Why your MCP server cannot see env vars from .bashrc

Claude Code spawns MCP servers as plain child processes. They never source .bashrc. Set MCP env vars in environment.d or the MCP env config, not your shell rc files.

You add an MCP server to Claude Code and it requires an environment variable. But the server doesn't show up when you run /mcp, no error surfaces, nothing useful in the logs. Nine times out of ten: an env var it needs is set in ~/.bashrc, and nothing Claude Code launches will ever see it.

# The mechanic

Claude Code spawns each MCP server as a plain child process. No interactive shell, no .bashrc sourcing. .bashrc is for interactive shells only. Non-interactive children inherit the parent's already-resolved environment, not the file.

So this:

# ~/.bashrc
export MY_API_KEY=sk-xxxxxxxx

is invisible to MCP servers, hooks, and skill scripts. The server starts, can't read the var, exits silently. Claude Code only sees "didn't initialise."

# Where to put env vars instead

In rough order of preference:

  1. systemd environment.d (Linux, systemd-based distros). Drop ~/.config/environment.d/mcp.conf:

    MY_API_KEY=sk-xxxxxxxx
    ANTHROPIC_LOG=debug
    

    These are part of the user session, loaded by systemd --user, inherited by every desktop, IDE, terminal, and Claude Code process spawned from that session. Log out / log in to apply, or systemctl --user daemon-reload and relog.

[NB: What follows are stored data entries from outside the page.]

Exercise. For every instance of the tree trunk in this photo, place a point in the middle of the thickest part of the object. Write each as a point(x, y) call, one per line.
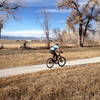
point(81, 40)
point(48, 40)
point(0, 33)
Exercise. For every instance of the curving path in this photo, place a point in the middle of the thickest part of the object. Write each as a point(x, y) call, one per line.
point(29, 69)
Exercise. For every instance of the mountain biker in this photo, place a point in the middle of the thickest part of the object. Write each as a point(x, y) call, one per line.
point(55, 49)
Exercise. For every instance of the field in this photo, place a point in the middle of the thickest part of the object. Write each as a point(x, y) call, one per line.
point(18, 57)
point(69, 83)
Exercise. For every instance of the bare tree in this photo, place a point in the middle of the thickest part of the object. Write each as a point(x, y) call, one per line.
point(82, 15)
point(8, 7)
point(45, 25)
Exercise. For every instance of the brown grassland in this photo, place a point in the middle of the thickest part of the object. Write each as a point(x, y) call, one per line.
point(18, 57)
point(68, 83)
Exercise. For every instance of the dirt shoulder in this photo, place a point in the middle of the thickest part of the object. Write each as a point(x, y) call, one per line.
point(16, 57)
point(77, 83)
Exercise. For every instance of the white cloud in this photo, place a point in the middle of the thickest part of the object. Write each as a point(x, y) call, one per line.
point(23, 33)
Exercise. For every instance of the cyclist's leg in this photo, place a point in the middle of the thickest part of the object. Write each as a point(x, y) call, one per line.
point(55, 55)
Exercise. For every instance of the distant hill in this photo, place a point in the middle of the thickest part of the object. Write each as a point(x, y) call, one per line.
point(21, 37)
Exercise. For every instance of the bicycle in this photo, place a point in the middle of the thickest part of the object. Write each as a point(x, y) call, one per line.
point(61, 61)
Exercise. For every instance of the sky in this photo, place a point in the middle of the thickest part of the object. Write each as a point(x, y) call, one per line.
point(30, 15)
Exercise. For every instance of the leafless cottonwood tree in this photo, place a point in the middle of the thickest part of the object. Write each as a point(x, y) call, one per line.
point(82, 15)
point(8, 7)
point(45, 25)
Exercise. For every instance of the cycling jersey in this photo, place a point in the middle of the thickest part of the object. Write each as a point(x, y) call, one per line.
point(54, 48)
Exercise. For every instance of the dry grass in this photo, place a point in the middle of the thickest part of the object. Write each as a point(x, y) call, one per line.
point(72, 83)
point(17, 57)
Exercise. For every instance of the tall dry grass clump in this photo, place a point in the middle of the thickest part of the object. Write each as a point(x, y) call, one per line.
point(73, 83)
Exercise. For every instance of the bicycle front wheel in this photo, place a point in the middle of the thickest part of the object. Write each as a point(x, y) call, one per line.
point(50, 63)
point(61, 61)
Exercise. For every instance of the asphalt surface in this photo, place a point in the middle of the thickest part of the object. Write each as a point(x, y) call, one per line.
point(35, 68)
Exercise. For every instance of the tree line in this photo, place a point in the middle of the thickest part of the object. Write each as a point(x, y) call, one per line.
point(80, 19)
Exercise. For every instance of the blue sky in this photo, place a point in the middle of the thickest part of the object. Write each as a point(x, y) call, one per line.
point(27, 23)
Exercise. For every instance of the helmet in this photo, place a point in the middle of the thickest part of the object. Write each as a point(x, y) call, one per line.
point(56, 43)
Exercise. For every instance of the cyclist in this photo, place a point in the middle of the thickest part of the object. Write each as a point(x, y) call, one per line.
point(55, 49)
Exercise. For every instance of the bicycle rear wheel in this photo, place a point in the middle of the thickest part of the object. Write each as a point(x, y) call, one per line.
point(50, 63)
point(61, 61)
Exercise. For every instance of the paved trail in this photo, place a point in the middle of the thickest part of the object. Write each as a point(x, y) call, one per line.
point(29, 69)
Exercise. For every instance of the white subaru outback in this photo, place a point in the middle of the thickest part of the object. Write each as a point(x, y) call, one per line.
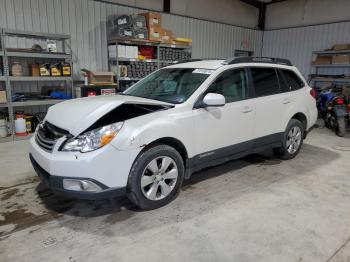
point(144, 142)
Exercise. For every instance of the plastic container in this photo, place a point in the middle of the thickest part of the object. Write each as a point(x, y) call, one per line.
point(20, 125)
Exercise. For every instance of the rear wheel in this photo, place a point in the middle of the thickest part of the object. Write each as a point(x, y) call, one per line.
point(292, 140)
point(155, 177)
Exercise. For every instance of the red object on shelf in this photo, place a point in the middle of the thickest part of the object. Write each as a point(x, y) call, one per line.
point(147, 51)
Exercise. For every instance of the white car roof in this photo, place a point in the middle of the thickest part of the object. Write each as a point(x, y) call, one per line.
point(215, 64)
point(203, 64)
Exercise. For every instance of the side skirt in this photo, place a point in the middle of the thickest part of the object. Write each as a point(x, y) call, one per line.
point(225, 154)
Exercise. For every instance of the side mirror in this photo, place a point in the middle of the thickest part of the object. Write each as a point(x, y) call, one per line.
point(213, 99)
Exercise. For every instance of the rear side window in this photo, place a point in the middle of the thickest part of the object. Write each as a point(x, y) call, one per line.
point(284, 86)
point(265, 81)
point(292, 80)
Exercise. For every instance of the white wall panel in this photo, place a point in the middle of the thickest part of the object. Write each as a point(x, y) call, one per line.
point(85, 21)
point(297, 44)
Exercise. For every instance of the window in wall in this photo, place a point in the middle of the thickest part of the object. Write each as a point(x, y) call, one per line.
point(232, 84)
point(265, 81)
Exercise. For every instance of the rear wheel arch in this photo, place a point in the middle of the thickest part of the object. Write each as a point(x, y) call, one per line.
point(302, 118)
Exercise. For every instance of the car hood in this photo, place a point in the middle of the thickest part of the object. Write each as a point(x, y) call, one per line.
point(77, 115)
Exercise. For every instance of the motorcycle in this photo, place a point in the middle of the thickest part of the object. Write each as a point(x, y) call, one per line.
point(333, 110)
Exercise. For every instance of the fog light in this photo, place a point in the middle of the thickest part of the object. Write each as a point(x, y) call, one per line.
point(80, 185)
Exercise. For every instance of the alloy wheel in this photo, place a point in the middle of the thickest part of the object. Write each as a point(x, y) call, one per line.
point(159, 178)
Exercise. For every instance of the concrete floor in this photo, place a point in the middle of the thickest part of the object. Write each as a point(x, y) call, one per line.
point(254, 209)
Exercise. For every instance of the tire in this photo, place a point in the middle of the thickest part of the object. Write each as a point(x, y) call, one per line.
point(341, 130)
point(148, 184)
point(288, 151)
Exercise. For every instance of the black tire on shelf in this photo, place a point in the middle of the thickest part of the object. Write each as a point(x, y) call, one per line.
point(134, 190)
point(282, 152)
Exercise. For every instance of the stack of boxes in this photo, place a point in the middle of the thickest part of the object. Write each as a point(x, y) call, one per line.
point(131, 26)
point(143, 26)
point(172, 54)
point(155, 30)
point(140, 70)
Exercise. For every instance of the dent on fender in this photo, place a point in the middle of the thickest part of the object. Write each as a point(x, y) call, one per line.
point(125, 112)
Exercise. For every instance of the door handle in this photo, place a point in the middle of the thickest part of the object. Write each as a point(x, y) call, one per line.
point(247, 109)
point(286, 101)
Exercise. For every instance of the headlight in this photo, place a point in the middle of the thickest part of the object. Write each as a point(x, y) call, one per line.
point(94, 139)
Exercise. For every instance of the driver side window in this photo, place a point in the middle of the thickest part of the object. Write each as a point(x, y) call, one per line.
point(232, 84)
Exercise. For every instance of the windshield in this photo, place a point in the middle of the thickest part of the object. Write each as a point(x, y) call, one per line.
point(172, 85)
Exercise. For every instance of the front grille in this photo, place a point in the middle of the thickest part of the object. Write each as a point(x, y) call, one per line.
point(47, 135)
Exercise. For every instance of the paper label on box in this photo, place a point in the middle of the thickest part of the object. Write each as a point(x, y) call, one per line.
point(122, 21)
point(203, 71)
point(108, 92)
point(140, 36)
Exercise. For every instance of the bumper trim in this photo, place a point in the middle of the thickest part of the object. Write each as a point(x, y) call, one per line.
point(55, 183)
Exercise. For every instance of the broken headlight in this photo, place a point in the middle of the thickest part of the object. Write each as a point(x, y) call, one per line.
point(93, 139)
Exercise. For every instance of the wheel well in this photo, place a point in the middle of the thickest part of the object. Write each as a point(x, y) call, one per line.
point(173, 142)
point(302, 118)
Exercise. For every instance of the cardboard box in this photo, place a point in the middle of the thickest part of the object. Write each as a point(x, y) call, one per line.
point(153, 19)
point(322, 60)
point(338, 47)
point(167, 36)
point(346, 91)
point(3, 97)
point(99, 78)
point(155, 33)
point(121, 51)
point(340, 59)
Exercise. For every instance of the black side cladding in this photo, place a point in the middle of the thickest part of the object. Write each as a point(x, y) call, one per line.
point(125, 112)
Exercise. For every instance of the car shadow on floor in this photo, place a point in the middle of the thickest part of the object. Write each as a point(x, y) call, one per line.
point(309, 158)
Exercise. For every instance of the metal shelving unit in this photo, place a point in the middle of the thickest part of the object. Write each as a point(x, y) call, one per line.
point(8, 53)
point(45, 55)
point(38, 78)
point(138, 42)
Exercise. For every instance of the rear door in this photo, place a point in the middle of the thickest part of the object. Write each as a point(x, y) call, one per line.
point(271, 105)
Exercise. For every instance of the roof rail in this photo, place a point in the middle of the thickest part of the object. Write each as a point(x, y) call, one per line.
point(251, 59)
point(197, 59)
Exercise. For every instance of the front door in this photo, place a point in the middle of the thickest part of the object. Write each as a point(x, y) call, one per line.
point(226, 130)
point(272, 105)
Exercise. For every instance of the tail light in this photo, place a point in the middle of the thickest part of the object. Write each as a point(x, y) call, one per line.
point(313, 93)
point(339, 101)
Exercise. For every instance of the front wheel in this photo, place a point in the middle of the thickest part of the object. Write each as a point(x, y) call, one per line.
point(155, 177)
point(341, 130)
point(292, 140)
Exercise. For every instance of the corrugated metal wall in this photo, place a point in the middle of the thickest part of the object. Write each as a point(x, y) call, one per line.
point(85, 21)
point(297, 44)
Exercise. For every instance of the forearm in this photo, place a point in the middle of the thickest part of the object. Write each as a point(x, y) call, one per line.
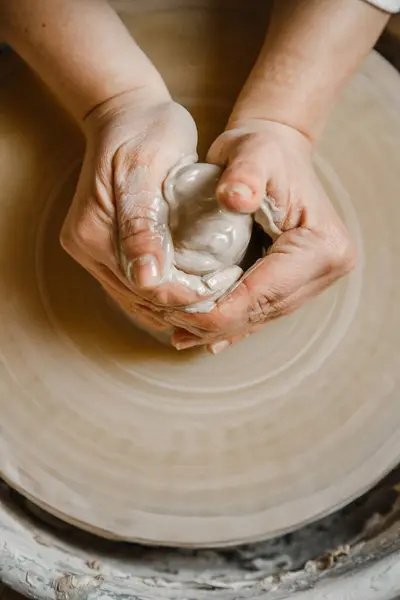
point(79, 48)
point(311, 50)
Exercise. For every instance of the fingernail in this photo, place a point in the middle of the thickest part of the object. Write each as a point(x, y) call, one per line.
point(219, 347)
point(185, 345)
point(145, 271)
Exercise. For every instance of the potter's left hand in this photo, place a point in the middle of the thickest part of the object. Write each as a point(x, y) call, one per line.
point(313, 250)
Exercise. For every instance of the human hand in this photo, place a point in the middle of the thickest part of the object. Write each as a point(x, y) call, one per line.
point(312, 251)
point(117, 226)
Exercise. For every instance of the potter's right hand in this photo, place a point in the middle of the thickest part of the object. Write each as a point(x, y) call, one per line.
point(117, 226)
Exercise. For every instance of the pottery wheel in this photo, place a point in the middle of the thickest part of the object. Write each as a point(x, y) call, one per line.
point(108, 429)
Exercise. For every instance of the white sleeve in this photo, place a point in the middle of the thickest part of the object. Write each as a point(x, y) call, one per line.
point(390, 6)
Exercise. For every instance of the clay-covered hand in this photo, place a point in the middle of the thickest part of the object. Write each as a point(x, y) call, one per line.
point(311, 246)
point(117, 226)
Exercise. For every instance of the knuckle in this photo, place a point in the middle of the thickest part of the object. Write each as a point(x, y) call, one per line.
point(262, 309)
point(133, 226)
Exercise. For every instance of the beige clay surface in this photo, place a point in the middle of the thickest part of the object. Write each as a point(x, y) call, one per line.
point(107, 428)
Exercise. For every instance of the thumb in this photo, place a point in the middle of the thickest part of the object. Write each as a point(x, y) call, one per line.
point(144, 240)
point(242, 185)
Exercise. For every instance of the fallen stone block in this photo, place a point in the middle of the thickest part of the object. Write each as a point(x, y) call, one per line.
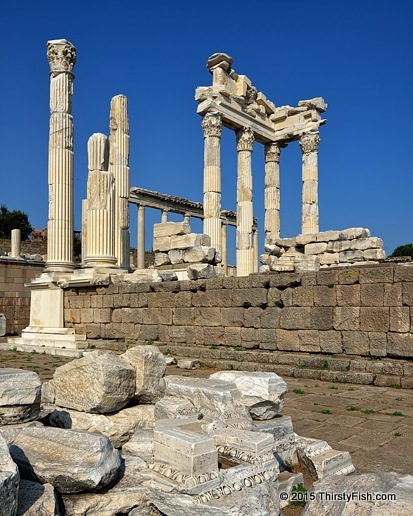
point(149, 365)
point(119, 427)
point(100, 382)
point(72, 461)
point(356, 494)
point(37, 499)
point(20, 393)
point(9, 481)
point(262, 393)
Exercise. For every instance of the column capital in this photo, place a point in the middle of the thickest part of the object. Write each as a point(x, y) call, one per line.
point(61, 56)
point(212, 124)
point(309, 142)
point(245, 139)
point(272, 152)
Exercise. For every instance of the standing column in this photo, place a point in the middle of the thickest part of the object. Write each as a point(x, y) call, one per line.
point(62, 57)
point(212, 126)
point(100, 247)
point(272, 193)
point(245, 251)
point(309, 147)
point(119, 165)
point(141, 237)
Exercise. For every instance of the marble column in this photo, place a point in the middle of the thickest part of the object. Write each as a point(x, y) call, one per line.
point(272, 193)
point(212, 126)
point(62, 57)
point(309, 147)
point(119, 166)
point(245, 251)
point(100, 205)
point(16, 243)
point(141, 237)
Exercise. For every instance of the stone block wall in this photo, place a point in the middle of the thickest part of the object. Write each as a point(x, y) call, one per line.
point(359, 310)
point(14, 296)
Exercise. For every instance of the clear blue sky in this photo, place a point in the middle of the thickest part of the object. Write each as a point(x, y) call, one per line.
point(355, 54)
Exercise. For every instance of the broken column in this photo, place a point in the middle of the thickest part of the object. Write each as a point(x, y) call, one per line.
point(119, 166)
point(212, 126)
point(62, 57)
point(309, 146)
point(272, 193)
point(100, 247)
point(245, 252)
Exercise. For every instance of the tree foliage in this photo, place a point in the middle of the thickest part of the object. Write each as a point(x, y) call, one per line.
point(14, 219)
point(403, 250)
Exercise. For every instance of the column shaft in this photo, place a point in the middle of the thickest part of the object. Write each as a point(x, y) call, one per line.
point(212, 126)
point(245, 252)
point(272, 193)
point(309, 146)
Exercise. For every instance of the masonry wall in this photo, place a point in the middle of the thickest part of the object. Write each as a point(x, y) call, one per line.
point(14, 296)
point(364, 311)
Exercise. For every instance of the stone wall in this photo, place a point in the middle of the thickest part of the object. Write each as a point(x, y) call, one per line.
point(14, 296)
point(359, 310)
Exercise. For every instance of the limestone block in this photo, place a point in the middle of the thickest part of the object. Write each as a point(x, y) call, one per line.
point(118, 427)
point(261, 393)
point(149, 364)
point(9, 481)
point(2, 325)
point(171, 407)
point(165, 229)
point(367, 243)
point(71, 461)
point(122, 498)
point(202, 271)
point(213, 397)
point(140, 445)
point(399, 485)
point(37, 499)
point(161, 259)
point(317, 248)
point(322, 461)
point(199, 254)
point(189, 240)
point(176, 256)
point(100, 382)
point(186, 452)
point(20, 393)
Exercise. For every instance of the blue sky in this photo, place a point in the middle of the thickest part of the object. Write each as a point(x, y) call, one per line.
point(355, 54)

  2. The MCP server's own env config. In ~/.claude/settings.json or project .mcp.json:

    {
      "mcpServers": {
        "myserver": {
          "command": "/path/to/server",
          "env": { "MY_API_KEY": "sk-xxxxxxxx" }
        }
      }
    }
    

    Explicit and per-server. Downside: secrets end up in a config file. Only safe if it isn't synced or committed.

  3. ~/.profile or ~/.zprofile. Login shells source these, and most display managers do start the user session via a login shell. Cleaner than .bashrc but more fragile across distros.

  4. launchctl setenv on macOS. Persists only inside the current launchd session unless you wire a LaunchAgent plist.

# Confirming the failure mode

When an MCP server is missing from /mcp and you suspect env vars are the cause:

  • Run the binary from a non-interactive shell to reproduce:

    bash -c '/path/to/mcp-server'
    

    An interactive shell sources .bashrc. bash -c doesn't. If it fails here, it'll fail when Claude Code spawns it.

  • Add a startup log line that prints os.environ.get("MY_API_KEY", "(missing)"). Fastest way to confirm the var isn't reaching the child.

# Child processes not seeing what you'd expect is a recurring failure mode

In every case, don't assume your shell's environment is what the child process actually sees. Set the var where the child picks it up.